An impressive groupware/e-mail/task management environment, GroupWise 5 offers everything from SoftSolutions document routing to Web access, all controlled from a user's universal inbox. Tasks, calendaring, shared document folders, even a drag-and-drop workflow utility from FileNet share this space. Moreover, GroupWise 5 runs on Windows, NetWare and UNIX servers-Microsoft Exchange doesn't-and its collaborative computing capabilities appear to be ahead of those in the base products of either Notes or Exchange.
But GroupWise has a long way to go before it can reach Notes' 15 million-plus user base-it now has about 6 million seats-or match what Exchange gained when Microsoft added it to Win95 and NT. The NetWare associations, low-key promotion and lack of third-party extensions won't help either. And a large percentage of GroupWise's target market, NetWare servers, still run NetWare 3.x; it needs NetWare 4.0.
The universal inbox is no longer a new idea; Notes 4.0 comes with one and Exchange goes universal in Microsoft's new desktop information manager, Out-look.
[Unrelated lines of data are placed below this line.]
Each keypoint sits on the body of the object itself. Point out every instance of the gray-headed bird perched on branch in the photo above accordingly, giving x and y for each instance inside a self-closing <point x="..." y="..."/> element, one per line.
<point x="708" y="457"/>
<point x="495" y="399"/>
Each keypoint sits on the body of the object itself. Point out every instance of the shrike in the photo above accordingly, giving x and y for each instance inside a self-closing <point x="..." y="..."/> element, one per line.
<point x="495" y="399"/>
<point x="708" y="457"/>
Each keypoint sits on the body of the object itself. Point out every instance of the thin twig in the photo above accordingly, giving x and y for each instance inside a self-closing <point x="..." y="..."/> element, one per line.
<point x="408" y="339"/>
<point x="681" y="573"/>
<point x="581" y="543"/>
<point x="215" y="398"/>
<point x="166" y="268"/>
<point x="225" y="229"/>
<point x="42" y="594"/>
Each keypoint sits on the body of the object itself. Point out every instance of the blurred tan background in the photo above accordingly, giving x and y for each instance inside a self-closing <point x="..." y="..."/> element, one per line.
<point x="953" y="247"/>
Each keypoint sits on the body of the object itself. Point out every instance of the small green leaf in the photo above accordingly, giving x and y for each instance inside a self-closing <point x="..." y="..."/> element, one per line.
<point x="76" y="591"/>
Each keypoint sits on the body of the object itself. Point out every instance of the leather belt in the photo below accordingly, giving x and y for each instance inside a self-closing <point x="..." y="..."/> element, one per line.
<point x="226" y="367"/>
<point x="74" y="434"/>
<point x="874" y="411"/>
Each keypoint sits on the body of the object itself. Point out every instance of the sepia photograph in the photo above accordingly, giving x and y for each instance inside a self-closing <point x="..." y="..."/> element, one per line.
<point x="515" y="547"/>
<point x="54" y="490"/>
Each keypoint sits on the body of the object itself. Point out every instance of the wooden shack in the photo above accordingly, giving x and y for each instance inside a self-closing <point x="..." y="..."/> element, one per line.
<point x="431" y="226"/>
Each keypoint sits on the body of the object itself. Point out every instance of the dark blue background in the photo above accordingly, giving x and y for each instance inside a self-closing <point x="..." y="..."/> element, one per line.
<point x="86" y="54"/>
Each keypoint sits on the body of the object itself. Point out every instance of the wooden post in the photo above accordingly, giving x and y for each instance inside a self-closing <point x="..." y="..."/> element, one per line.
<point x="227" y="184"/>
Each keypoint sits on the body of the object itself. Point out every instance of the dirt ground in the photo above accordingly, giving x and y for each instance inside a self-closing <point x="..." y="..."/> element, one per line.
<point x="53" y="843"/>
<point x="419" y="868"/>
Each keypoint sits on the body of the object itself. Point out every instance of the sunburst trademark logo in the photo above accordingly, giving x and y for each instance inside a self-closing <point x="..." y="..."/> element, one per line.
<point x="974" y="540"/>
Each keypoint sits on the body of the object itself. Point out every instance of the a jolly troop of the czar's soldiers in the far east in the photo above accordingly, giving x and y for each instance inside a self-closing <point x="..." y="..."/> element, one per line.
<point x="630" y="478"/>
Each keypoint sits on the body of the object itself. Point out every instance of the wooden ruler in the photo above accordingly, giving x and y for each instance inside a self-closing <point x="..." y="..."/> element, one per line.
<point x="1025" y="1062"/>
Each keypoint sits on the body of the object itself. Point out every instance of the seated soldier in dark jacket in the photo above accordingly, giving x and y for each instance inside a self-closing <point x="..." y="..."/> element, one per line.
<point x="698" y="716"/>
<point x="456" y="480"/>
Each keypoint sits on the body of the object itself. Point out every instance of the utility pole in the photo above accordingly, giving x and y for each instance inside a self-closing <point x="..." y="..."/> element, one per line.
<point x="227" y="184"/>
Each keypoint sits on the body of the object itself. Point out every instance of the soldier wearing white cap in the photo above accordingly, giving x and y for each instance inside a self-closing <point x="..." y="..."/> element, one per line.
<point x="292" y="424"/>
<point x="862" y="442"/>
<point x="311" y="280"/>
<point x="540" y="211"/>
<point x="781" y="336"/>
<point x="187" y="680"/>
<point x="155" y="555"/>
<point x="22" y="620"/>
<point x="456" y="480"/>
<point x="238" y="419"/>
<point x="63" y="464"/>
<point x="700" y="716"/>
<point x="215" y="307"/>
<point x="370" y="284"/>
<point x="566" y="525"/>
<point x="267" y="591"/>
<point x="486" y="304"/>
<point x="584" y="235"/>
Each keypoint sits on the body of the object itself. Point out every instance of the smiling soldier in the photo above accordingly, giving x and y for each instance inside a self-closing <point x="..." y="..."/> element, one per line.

Indeed, Outlook overcomes one of the biggest objections to Exchange: the lack of a good contact management/scheduling package.
Finally, despite the new ability to launch a URL directly from the in-box, Novell may have trouble positioning GroupWise 5 for the booming Internet/intranet market. Notes' Web repackaging includes the coming Domino Web server and commerce options, and Microsoft recently released Catapult, the proxy server complement to its Internet Information Server.